“I think that the recent special elections are consistent with the idea that we are at something of a neutral political environment. It just seems to me at the moment that turnout is going to be through the roof on both sides. It’s going to be higher than it was in 2018. Both sides have reason to turn out now. Then it becomes a question of which of the two sides ultimately has the upper hand”
– Republican consultant and pollster Patrick Ruffini in an interview with Politico. Ruffini seems a little more than cautiously optimistic for the GOP nonetheless, which is kind of stupid because Republicans tend to get fucking crushed when turnout is high. The 2010 and 2014 midterms saw 41% (90.9 million) and 36% (83.2 million), respectively, of the voting age population show up, with Dems losing 63 House seats in 2010 and 13 in 2014 (smaller hit because they obviously couldn’t lose seats they didn’t already have). The popular vote delta was 6.8% in 2010 and 5.7% in 2014.

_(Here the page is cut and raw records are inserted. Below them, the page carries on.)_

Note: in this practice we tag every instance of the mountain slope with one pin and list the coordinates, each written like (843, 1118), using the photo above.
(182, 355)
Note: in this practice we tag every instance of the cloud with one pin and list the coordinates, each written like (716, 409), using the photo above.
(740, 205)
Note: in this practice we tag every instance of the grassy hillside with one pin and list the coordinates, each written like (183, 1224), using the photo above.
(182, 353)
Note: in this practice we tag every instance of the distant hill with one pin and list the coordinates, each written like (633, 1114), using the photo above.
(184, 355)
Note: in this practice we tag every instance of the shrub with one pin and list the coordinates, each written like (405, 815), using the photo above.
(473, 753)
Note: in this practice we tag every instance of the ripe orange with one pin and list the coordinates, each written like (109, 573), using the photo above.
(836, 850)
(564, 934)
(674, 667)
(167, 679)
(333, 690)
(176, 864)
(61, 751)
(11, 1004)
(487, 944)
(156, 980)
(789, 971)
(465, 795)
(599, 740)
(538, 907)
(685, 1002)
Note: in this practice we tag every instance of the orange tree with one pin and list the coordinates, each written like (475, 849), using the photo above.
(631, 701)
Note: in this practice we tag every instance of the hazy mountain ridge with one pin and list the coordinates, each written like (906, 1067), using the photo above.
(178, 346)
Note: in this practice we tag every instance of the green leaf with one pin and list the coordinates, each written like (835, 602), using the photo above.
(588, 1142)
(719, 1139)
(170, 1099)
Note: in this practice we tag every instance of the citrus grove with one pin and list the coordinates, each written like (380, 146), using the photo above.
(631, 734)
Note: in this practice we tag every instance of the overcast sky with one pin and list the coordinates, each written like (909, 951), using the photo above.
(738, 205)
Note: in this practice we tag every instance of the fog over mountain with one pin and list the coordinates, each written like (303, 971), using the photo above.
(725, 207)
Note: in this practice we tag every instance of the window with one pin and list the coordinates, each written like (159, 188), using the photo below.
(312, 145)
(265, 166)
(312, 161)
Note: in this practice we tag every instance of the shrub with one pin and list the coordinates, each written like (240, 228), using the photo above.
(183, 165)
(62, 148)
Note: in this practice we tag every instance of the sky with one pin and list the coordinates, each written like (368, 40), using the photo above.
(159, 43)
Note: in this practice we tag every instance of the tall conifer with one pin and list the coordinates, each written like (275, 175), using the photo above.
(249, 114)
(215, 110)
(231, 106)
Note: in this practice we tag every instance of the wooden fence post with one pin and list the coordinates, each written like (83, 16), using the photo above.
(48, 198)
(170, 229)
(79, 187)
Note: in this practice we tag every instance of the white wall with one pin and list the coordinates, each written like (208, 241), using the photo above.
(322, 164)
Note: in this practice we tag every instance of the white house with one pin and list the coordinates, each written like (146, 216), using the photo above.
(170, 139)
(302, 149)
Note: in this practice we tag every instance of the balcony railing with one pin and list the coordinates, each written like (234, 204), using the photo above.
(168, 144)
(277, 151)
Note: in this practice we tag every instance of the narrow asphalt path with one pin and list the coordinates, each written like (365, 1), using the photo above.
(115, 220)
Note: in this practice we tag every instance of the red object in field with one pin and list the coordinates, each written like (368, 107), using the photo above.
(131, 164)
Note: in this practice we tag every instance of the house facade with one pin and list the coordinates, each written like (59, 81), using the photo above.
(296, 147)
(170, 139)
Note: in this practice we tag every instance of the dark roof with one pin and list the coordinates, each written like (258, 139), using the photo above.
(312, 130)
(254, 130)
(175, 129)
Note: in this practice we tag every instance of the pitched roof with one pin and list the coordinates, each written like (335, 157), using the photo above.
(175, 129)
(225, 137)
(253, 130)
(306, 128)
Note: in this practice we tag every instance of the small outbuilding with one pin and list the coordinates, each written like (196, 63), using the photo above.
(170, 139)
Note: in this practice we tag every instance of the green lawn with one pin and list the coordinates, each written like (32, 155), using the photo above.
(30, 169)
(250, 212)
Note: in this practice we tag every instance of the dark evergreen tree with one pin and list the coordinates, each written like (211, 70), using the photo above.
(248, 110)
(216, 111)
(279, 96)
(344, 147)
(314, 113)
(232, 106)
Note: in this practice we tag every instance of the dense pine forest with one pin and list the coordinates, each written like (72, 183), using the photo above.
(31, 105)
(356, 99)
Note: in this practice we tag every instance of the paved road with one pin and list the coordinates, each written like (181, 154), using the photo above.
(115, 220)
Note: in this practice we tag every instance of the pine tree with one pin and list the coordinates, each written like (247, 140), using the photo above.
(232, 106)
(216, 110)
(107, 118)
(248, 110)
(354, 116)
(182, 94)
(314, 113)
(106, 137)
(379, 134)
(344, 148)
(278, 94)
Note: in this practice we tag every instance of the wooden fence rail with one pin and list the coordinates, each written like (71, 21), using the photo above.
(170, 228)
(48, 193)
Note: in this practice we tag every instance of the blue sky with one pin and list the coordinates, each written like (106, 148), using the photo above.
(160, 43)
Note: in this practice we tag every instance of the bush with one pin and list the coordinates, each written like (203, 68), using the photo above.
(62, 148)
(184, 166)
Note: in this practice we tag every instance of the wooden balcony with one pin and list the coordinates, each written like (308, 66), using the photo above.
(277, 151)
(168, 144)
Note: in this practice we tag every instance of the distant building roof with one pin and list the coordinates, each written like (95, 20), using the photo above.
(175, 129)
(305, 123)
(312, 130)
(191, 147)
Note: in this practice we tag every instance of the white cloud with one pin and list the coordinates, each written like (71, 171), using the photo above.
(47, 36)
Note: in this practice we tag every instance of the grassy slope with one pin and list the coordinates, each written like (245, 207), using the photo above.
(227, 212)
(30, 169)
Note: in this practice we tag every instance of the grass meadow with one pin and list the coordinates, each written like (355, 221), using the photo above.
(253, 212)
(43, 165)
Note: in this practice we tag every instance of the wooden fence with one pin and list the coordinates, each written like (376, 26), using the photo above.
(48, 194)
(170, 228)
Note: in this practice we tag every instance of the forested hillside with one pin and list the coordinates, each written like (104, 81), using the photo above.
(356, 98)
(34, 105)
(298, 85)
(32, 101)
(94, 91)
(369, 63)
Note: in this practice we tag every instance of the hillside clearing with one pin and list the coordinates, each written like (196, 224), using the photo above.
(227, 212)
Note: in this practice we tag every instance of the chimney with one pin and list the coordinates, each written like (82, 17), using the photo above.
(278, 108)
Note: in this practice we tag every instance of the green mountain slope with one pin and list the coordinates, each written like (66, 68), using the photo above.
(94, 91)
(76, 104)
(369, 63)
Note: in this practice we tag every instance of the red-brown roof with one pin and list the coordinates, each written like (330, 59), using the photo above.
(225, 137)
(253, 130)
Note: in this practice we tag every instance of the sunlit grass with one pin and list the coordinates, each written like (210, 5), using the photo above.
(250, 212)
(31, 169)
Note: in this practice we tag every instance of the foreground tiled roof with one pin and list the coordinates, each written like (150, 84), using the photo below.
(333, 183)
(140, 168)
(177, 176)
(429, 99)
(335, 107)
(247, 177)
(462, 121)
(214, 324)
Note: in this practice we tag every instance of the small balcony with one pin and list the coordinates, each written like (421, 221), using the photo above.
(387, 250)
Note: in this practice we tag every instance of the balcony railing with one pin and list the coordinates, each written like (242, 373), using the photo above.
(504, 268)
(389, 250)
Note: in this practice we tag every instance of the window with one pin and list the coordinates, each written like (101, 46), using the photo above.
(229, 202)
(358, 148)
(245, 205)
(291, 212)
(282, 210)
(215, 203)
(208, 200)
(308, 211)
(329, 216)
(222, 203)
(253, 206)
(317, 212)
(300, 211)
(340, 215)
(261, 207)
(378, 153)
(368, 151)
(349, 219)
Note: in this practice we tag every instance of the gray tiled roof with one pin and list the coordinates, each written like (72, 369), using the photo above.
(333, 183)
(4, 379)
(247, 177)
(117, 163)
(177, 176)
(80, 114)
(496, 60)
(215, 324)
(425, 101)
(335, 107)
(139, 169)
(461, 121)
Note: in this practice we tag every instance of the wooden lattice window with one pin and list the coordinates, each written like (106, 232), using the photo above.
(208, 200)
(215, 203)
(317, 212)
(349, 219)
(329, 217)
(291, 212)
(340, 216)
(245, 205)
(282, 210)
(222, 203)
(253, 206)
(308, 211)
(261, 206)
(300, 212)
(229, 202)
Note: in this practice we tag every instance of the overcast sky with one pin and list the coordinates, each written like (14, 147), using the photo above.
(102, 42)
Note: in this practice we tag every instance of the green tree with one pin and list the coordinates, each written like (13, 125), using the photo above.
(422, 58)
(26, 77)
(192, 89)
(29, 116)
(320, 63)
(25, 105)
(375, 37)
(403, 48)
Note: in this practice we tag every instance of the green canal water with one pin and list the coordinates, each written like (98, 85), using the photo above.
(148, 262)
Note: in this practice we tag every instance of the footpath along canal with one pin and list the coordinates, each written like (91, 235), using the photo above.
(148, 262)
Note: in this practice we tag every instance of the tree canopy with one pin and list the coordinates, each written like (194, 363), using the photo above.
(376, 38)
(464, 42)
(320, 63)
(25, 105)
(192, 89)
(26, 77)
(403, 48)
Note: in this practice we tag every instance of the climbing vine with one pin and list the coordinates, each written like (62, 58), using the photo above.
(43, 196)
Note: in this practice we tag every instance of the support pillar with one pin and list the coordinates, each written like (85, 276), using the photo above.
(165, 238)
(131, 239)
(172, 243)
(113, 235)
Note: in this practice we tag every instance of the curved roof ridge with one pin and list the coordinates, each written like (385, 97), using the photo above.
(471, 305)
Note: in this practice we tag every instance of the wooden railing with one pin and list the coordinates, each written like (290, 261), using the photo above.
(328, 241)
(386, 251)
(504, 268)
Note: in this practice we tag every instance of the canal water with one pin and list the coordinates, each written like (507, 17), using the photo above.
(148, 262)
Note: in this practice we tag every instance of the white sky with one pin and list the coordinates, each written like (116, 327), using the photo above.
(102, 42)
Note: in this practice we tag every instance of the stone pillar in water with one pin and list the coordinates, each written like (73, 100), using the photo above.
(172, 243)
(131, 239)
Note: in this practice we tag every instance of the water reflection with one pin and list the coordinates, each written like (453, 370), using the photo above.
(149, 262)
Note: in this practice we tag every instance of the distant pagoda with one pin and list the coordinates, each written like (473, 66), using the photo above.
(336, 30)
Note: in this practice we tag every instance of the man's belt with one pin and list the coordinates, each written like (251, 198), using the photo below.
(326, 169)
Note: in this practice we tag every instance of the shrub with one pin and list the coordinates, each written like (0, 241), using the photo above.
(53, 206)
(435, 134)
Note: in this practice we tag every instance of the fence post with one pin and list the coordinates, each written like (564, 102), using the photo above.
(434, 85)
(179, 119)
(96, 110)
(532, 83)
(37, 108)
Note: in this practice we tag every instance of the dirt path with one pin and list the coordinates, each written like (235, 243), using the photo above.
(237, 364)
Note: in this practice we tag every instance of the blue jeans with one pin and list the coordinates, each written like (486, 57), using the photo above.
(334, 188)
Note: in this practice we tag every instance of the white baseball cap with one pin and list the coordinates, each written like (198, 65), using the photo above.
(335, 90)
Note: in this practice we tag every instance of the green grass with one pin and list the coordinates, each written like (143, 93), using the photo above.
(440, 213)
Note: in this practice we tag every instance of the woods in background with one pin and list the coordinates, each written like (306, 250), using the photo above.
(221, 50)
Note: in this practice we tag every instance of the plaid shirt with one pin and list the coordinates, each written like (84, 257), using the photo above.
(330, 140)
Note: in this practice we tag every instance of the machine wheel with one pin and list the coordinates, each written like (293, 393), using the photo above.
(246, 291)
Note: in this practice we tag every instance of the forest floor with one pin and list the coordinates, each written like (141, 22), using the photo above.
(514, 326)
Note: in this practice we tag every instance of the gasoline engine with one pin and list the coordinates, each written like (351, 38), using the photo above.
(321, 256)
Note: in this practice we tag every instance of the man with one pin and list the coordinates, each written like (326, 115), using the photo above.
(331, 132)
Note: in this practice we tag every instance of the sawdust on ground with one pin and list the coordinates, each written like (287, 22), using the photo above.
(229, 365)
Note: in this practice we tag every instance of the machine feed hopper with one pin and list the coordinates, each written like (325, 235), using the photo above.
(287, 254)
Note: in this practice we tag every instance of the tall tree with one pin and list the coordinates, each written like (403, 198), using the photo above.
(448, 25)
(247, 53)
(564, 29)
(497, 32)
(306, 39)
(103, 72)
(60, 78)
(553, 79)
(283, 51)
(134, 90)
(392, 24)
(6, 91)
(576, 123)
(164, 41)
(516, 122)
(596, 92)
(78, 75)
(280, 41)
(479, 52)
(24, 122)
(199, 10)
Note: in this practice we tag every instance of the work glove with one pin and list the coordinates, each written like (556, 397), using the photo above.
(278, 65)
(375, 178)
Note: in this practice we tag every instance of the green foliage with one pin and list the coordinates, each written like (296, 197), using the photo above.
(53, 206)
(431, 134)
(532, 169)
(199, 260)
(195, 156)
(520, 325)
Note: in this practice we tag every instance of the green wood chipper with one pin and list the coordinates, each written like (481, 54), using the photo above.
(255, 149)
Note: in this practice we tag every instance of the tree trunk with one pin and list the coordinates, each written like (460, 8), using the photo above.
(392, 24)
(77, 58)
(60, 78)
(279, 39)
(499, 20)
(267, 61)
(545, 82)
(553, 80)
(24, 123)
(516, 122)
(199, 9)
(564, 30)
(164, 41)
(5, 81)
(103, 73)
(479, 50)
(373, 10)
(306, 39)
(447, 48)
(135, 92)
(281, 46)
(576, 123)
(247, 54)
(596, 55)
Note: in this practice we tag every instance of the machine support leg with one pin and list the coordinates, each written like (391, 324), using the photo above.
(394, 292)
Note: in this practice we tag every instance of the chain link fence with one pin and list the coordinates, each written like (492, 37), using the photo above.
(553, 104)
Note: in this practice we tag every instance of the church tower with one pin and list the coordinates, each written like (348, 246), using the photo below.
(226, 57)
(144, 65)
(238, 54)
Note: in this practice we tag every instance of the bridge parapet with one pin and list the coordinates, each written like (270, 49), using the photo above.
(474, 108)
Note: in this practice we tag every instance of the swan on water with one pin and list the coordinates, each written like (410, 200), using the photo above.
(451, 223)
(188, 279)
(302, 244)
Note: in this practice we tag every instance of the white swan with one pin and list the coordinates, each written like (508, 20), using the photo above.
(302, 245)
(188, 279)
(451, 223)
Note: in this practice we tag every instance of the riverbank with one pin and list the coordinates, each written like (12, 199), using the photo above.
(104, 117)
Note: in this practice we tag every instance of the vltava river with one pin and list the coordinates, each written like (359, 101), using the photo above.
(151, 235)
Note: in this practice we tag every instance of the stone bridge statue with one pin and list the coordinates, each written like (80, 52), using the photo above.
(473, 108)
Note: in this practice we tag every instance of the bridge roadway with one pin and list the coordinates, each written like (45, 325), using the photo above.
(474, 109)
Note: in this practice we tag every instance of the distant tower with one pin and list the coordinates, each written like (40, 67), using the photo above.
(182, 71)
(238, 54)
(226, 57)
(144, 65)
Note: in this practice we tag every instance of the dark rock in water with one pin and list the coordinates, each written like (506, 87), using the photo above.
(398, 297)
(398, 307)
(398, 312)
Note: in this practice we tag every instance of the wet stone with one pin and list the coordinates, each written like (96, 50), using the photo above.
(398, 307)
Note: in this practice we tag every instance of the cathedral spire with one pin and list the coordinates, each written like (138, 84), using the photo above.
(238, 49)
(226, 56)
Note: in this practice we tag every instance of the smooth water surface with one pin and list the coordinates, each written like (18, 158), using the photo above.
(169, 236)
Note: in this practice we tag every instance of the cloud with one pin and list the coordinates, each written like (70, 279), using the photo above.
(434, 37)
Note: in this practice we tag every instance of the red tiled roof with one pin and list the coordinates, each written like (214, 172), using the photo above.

In 2018, when 50.3% (118.5 million) of eligible voters showed up, the Democrats took 41 House seats and won the popular vote by 8.6%, making a little weird, to say the least, to see a GOP strategist so sanguine about this, even given the advantages the Republicans still have in the House going into the midterms. While it would be utterly insane to think the Democrats are somehow going to crush the GOP like they did in 2018, it is far less so to also believe they wouldn’t still have a hell of an edge if overall turnout will be bigger than it was in that Blue Wave year.